Dominican officials who have visited China include: Prime Minister Skerrit (official visit in 2005; informal visits in 2004, 2007, 2008, 2013, 2014, 2015, 2016, 2017, 2018, 2019), President Liverpool (informal visits in 2006, 2008, 2010), Speaker Knights (2006), Foreign Minister Savarin (attended the Second China-Caribbean Economic and Trade Cooperation Forum in 2007), Foreign Minister Barron (attended the First Ministerial Meeting of the China-Latin America Forum in 2015, and the Seventh Consultation between the Foreign Ministries of China and Caribbean Countries Having Diplomatic Relations with the Caribbean in 2019), Dominica Labour Party Chairman Sairang (attended the First Meeting of the China-Latin America Political Parties Forum in 2015), and Foreign Minister Henderson (visited China and attended the 2023 Annual Meeting of the Boao Forum for Asia in 2023).

== Economic Cooperation between China and Dominica ==

On March 23, 2004, the People's Republic of China and the Commonwealth of Dominica officially established diplomatic relations at the ambassadorial level, marking the start of bilateral cooperation.

Since then, China and Dominica have expanded collaboration across multiple sectors including infrastructure, healthcare, agriculture, and education. In 2018, both countries signed a Memorandum of Understanding on jointly advancing the Belt and Road Initiative, accelerating development cooperation and bringing tangible benefits to both peoples.

China has also played a significant role in Dominica's disaster recovery efforts. Following Hurricane Maria in 2017, China provided major assistance, including the construction of an international airport and the reconstruction of six primary schools. Other initiatives included healthcare improvements, agricultural modernization, and the restoration of cultural sites.

In 2024, China and Dominica commemorated the 20th anniversary of their diplomatic ties, emphasizing strong political trust and increasingly fruitful cooperation.

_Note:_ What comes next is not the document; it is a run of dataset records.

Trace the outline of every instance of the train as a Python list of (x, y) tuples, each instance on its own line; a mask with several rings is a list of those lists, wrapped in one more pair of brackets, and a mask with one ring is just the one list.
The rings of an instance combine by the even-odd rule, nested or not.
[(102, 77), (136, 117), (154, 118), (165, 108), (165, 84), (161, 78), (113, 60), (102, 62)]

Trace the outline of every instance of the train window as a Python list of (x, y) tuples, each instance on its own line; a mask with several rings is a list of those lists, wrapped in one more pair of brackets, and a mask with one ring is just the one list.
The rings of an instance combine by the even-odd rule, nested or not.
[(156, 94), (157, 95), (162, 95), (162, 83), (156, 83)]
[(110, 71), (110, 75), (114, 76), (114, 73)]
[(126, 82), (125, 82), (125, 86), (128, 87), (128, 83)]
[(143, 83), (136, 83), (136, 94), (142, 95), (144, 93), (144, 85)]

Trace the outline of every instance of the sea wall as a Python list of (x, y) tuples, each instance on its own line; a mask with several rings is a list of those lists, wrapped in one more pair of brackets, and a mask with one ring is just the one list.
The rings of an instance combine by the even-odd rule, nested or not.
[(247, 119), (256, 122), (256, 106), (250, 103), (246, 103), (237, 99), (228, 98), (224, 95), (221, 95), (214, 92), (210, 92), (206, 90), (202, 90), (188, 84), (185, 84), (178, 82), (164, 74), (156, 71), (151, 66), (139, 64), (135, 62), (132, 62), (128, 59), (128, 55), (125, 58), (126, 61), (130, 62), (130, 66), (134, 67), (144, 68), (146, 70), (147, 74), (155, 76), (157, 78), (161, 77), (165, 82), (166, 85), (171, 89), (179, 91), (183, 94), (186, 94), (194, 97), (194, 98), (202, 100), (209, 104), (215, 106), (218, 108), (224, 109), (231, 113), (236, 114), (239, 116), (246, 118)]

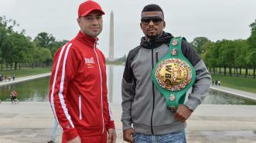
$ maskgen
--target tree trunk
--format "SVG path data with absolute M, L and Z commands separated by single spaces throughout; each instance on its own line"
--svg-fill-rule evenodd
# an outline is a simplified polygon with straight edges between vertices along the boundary
M 248 68 L 246 67 L 246 68 L 245 68 L 244 78 L 246 78 L 246 77 L 247 76 L 247 74 L 248 74 Z
M 14 70 L 17 70 L 17 65 L 18 65 L 17 62 L 14 63 Z

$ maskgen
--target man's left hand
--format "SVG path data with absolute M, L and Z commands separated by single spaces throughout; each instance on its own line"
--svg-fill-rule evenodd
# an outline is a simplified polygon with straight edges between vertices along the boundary
M 188 119 L 192 114 L 192 111 L 189 110 L 184 105 L 179 105 L 177 111 L 173 114 L 174 118 L 178 120 L 179 122 L 184 122 Z
M 117 133 L 115 132 L 115 129 L 109 128 L 108 130 L 108 143 L 115 143 L 115 140 L 117 138 Z

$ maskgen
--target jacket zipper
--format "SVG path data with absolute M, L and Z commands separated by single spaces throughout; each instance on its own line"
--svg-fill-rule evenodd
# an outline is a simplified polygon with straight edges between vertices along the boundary
M 149 42 L 149 45 L 152 48 L 152 43 Z M 152 69 L 154 68 L 154 49 L 152 48 Z M 152 112 L 151 114 L 151 133 L 152 135 L 154 135 L 154 131 L 153 131 L 153 114 L 154 114 L 154 109 L 155 109 L 155 88 L 154 88 L 154 83 L 152 81 L 152 91 L 153 91 L 153 107 L 152 107 Z
M 99 58 L 97 56 L 97 54 L 96 52 L 96 45 L 97 45 L 97 41 L 95 42 L 95 44 L 94 44 L 94 53 L 96 55 L 96 57 L 97 57 L 97 65 L 98 65 L 98 67 L 99 67 L 99 72 L 100 72 L 100 77 L 101 77 L 101 115 L 102 115 L 102 134 L 104 133 L 104 117 L 103 117 L 103 99 L 102 99 L 102 75 L 101 75 L 101 65 L 100 65 L 100 62 L 99 62 Z
M 79 95 L 79 100 L 78 100 L 78 105 L 79 105 L 79 119 L 82 119 L 82 96 Z

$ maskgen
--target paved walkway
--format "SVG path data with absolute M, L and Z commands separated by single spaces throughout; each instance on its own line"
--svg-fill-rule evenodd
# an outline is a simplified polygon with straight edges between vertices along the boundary
M 111 104 L 122 141 L 120 104 Z M 187 121 L 186 138 L 192 143 L 256 143 L 256 106 L 201 105 Z M 48 102 L 0 104 L 0 143 L 46 143 L 50 139 L 53 116 Z M 57 141 L 61 142 L 61 130 Z
M 255 93 L 247 92 L 247 91 L 234 89 L 231 88 L 227 88 L 227 87 L 224 87 L 224 86 L 213 85 L 213 86 L 211 86 L 210 88 L 217 90 L 217 91 L 224 91 L 224 92 L 227 92 L 227 93 L 230 93 L 230 94 L 234 95 L 236 96 L 239 96 L 239 97 L 256 101 L 256 94 Z

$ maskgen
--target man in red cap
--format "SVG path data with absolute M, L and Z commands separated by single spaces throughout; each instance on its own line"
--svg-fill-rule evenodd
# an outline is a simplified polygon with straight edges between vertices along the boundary
M 80 5 L 77 35 L 55 54 L 49 98 L 63 133 L 62 142 L 115 142 L 107 96 L 106 65 L 97 48 L 102 30 L 101 6 Z

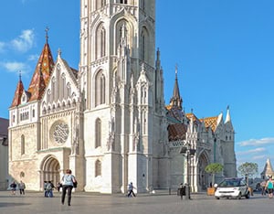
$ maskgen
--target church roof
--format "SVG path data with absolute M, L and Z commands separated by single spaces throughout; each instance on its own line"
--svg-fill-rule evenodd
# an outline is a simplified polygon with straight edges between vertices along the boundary
M 192 118 L 193 122 L 195 123 L 201 123 L 200 120 L 196 117 L 196 115 L 194 114 L 193 112 L 191 112 L 191 113 L 185 113 L 185 116 L 188 118 L 188 120 L 190 120 Z
M 210 127 L 213 130 L 213 132 L 215 132 L 216 129 L 217 120 L 217 116 L 200 119 L 201 122 L 204 122 L 206 128 Z
M 0 118 L 0 136 L 4 138 L 2 145 L 7 146 L 7 135 L 8 135 L 8 120 L 5 118 Z
M 17 83 L 17 87 L 16 87 L 16 90 L 15 92 L 14 100 L 13 100 L 13 102 L 10 107 L 15 107 L 21 103 L 21 97 L 22 97 L 23 91 L 24 91 L 24 85 L 23 85 L 23 82 L 21 80 L 21 76 L 20 76 L 19 81 Z
M 185 140 L 185 133 L 187 131 L 186 125 L 183 123 L 170 124 L 168 125 L 167 130 L 169 141 Z
M 31 94 L 29 102 L 41 99 L 53 67 L 54 60 L 47 39 L 27 90 Z
M 269 177 L 269 176 L 272 177 L 274 175 L 273 168 L 272 168 L 269 158 L 268 158 L 267 163 L 264 167 L 264 170 L 262 171 L 261 175 L 264 175 L 266 177 Z

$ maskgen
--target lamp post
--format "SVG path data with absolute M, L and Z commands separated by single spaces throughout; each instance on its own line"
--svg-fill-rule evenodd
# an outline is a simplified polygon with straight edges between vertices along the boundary
M 185 184 L 185 198 L 190 199 L 190 157 L 193 157 L 195 154 L 196 150 L 191 148 L 189 143 L 186 143 L 182 146 L 180 150 L 180 154 L 183 154 L 186 156 L 186 184 Z

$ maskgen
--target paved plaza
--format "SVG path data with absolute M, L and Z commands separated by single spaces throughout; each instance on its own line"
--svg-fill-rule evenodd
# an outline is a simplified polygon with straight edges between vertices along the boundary
M 127 198 L 122 194 L 101 195 L 73 193 L 71 206 L 61 205 L 60 194 L 44 198 L 42 192 L 26 192 L 12 196 L 9 191 L 0 191 L 0 214 L 17 213 L 100 213 L 100 214 L 142 214 L 142 213 L 194 213 L 194 214 L 238 214 L 273 213 L 274 199 L 254 194 L 250 199 L 220 199 L 206 193 L 192 194 L 191 200 L 181 200 L 175 193 L 169 195 L 156 191 L 154 195 L 138 194 Z

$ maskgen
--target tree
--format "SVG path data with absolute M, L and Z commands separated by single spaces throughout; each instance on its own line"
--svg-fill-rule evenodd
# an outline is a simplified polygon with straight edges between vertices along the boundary
M 242 176 L 246 177 L 248 186 L 248 177 L 258 173 L 258 164 L 246 162 L 237 167 L 237 171 Z
M 212 163 L 206 166 L 205 171 L 212 175 L 212 184 L 215 184 L 215 174 L 223 171 L 224 166 L 220 163 Z

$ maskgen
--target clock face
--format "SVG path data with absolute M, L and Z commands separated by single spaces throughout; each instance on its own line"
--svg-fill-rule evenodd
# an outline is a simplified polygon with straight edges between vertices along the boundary
M 68 137 L 68 125 L 64 122 L 58 122 L 55 123 L 52 128 L 54 141 L 58 144 L 65 144 Z

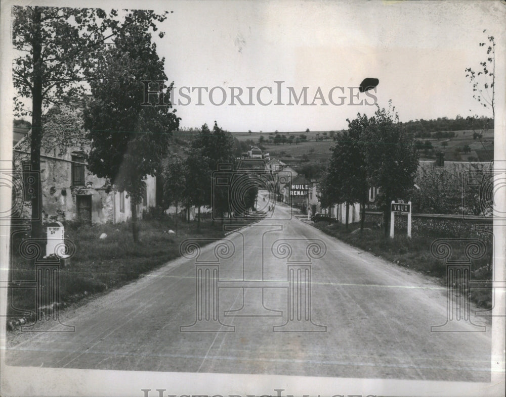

In 2011, the bilateral trade volume between China and Dominica totaled US$26.885 million. China's exports amounted to US$26.49 million, while its imports were US$396,000. China's main exports included electromechanical products, textiles, clothing, and footwear, while its main imports consisted of scrap aluminum, medical instruments, and equipment.

== Cultural relations ==
Dominica is listed as a destination for Chinese citizens. In 2014, Dominica unilaterally allowed Chinese citizens holding ordinary passports to enter the country for 21 days without a visa. In 2021, the two countries signed a mutual visa exemption agreement in Roseau, Dominica, allowing Dominican citizens to enter China without a visa. Before establishing diplomatic relations, China's affairs with Dominica were managed by the Chinese Embassy in Barbados.